O Congresso Nacional, em sessão conjunta de Câmara e Senado realizada hoje (14), derrubou o veto parcial do presidente Lula à Lei 14.701/23, que contém a tese do Marco Temporal das Terras Indígenas. Sem os vetos, o texto passa a ter força de lei na forma como foi aprovado no Senado, estabelecendo como válidas apenas as terras ocupadas por indígenas em 5 de outubro de 1988, data da promulgação da Constituição. O Congresso levou a matéria à frente mesmo após o Supremo declarar a tese inconstitucional em setembro. Entre os deputados, o placar foi de 321 votos pela rejeição do veto presidencial, contra 127 a favor do veto. Já entre os senadores, o placar foi de 53 a 19 pela derrubada.

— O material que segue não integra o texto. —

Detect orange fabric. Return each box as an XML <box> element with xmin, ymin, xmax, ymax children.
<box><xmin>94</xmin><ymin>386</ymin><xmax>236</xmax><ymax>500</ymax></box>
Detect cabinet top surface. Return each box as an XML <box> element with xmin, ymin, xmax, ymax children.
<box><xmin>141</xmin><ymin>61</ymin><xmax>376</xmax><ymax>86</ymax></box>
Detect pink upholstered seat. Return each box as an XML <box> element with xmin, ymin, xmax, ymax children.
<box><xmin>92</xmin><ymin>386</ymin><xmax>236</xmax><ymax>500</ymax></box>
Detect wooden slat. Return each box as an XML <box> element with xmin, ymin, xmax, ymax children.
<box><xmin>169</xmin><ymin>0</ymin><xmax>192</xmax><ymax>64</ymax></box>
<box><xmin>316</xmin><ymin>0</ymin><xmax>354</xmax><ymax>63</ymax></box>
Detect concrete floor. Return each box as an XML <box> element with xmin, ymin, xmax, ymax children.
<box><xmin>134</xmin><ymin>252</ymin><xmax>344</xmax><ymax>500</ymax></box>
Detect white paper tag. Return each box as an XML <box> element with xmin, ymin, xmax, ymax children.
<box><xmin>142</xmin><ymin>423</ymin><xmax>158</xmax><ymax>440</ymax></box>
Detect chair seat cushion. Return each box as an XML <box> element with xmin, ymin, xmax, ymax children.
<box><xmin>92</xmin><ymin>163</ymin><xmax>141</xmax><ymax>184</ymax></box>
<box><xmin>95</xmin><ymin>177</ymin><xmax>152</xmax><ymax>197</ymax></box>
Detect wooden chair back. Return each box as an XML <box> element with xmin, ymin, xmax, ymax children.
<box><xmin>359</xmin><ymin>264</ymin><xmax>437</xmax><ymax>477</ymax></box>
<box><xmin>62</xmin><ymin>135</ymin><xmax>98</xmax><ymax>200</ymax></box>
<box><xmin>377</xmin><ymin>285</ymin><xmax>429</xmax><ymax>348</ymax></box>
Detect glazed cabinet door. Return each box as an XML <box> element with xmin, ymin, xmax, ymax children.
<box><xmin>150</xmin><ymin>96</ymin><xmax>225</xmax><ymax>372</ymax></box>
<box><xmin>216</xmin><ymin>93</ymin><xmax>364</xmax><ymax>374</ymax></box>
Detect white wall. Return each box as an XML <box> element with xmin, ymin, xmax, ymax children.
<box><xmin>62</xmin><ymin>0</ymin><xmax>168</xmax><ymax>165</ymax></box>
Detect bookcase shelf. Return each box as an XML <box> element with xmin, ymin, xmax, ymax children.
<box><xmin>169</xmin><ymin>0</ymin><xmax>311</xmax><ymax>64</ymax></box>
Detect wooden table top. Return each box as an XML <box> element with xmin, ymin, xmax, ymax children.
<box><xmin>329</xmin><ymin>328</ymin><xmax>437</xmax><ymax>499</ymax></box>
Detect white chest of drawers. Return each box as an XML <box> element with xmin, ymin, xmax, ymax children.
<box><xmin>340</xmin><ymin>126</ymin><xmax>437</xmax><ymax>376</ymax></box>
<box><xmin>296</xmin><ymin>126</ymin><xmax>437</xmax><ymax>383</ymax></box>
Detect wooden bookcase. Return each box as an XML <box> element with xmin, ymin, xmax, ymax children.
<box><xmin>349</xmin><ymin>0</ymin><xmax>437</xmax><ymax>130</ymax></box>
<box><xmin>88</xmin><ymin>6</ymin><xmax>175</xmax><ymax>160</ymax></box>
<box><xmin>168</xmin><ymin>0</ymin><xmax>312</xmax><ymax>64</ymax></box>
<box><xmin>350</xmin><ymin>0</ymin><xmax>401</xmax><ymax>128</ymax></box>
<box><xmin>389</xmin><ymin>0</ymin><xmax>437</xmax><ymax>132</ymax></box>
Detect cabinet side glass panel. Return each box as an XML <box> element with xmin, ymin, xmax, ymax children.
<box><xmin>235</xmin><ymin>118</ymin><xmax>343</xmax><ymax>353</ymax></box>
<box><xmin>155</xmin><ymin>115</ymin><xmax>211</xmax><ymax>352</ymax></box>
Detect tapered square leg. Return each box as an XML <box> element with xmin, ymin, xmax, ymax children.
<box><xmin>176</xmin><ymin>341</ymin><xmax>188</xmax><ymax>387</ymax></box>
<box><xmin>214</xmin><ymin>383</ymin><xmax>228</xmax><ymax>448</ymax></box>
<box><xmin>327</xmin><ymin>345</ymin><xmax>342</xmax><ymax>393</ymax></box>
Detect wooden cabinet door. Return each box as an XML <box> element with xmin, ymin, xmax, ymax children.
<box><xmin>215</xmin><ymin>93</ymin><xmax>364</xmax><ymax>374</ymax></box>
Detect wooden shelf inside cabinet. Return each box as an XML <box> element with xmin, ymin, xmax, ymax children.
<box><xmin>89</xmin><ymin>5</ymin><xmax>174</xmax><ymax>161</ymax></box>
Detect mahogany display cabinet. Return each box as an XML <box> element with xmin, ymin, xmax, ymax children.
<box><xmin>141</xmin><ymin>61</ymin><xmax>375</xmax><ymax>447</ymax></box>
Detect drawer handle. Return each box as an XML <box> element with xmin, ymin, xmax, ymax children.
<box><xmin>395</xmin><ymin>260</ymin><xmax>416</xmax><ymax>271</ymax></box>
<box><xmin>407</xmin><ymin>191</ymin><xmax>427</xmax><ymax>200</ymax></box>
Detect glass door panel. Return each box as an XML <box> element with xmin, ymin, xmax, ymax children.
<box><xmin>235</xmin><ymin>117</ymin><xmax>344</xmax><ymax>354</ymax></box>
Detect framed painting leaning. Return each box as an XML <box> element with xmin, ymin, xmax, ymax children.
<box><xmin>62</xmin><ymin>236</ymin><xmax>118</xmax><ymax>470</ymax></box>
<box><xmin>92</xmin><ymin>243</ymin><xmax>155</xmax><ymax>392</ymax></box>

Além do Marco Temporal em si, a derrubada dos vetos proíbe a ampliação de qualquer terra indígena já demarcada, mesmo em caso de erros no processo, abre a possibilidade de “retomada” pelo governo de territórios demarcados, permite o cultivo de transgênicos, mineração e até a construção de estradas em terras indígenas, além de abrir a possibilidade de permanência de não-indígenas nas áreas em processo de titulação, com indenizações até a qualquer pessoa que se instalar e construir “benfeitorias” após a portaria declaratória, passo inicial da demarcação. Os casos indenizáveis de desocupações de propriedades também foram ampliados, não se limitando apenas a quem ocupou alguma terra de “boa-fé”.
O Ministério dos Povos Indígenas afirmou, pelo X (antigo Twitter), que acionará a Advocacia-Geral da União para entrar com Ação Direta de Inconstitucionalidade (ADI) para “garantir que a decisão já tomada pela alta corte seja preservada”. Além do Ministério, a Articulação dos Povos Indígenas do Brasil (APIB) já prometeu entrar com uma ADI contra a lei, e outras entidades também devem contestar a matéria na suprema corte, como adiantou ((o))eco na época do veto presidencial.
O coordenador da Frente Parlamentar Ambientalista, Nilto Tatto (PT-SP), defendeu a inconstitucionalidade da matéria. “Derrubar o veto do Presidente Lula que trata do marco temporal não tem futuro. O Supremo não vai aceitar isso, porque nós estamos falando de uma cláusula pétrea que é a condição para a garantia de vida daqueles povos indígenas que lutam ainda pelo seu território”, comentou o deputado à Agência Câmara de Notícias.
Antes da sessão, indígenas protestaram contra o Marco Temporal na Praça dos Três Poderes, ao lado de Sônia Guajajara, ministra dos Povos Indígenas, e a deputada Célia Xakriabá (PSOL-MG). “É um placar que vai decidir não somente o rumo da vida dos povos indígenas, mas sobretudo o rumo da vida da humanidade. A tese do Marco Temporal coloca em risco inclusive a proposta da existência do ministério [dos Povos Indígenas], do trabalho da FUNAI, e sobretudo a existência dos povos indígenas, que são a principal para barrar a crise climática”, frisou a deputada no plenário, antes da votação.
A derrubada dos vetos era uma pauta prioritária da bancada ruralista no Congresso. A Frente Parlamentar da Agropecuária (FPA) comemorou a votação, citando supostos benefícios a “pequenos, médios e grandes produtores” e destacando seu trabalho para que “o agro brasileiro seja muito bem representado”. “Nós precisamos votar, e derrubar esse veto, principalmente, para que possamos trazer segurança pro campo. Segurança para aqueles que produzem e que seguraram esse país nas costas durante anos. Se há um setor nesse país que dá certo, é o agro”, disparou, durante a sessão, o deputado Joaquim Passarinho (PL-PA).
Chamam a atenção, ainda, os votos pela derrubada do veto por parte do ministro da Agricultura e Pecuária, o senador Carlos Fávaro (PSD-MT, que reassumiu o mandato apenas para votar) e de três deputados do Partido Verde: Bacelar (BA) – que se define como “defensor da educação, do meio ambiente e das minorias” nas redes sociais e é vice-líder do governo na Câmara –, Jadyel Alencar (PI) e Luciano Amaral (AL).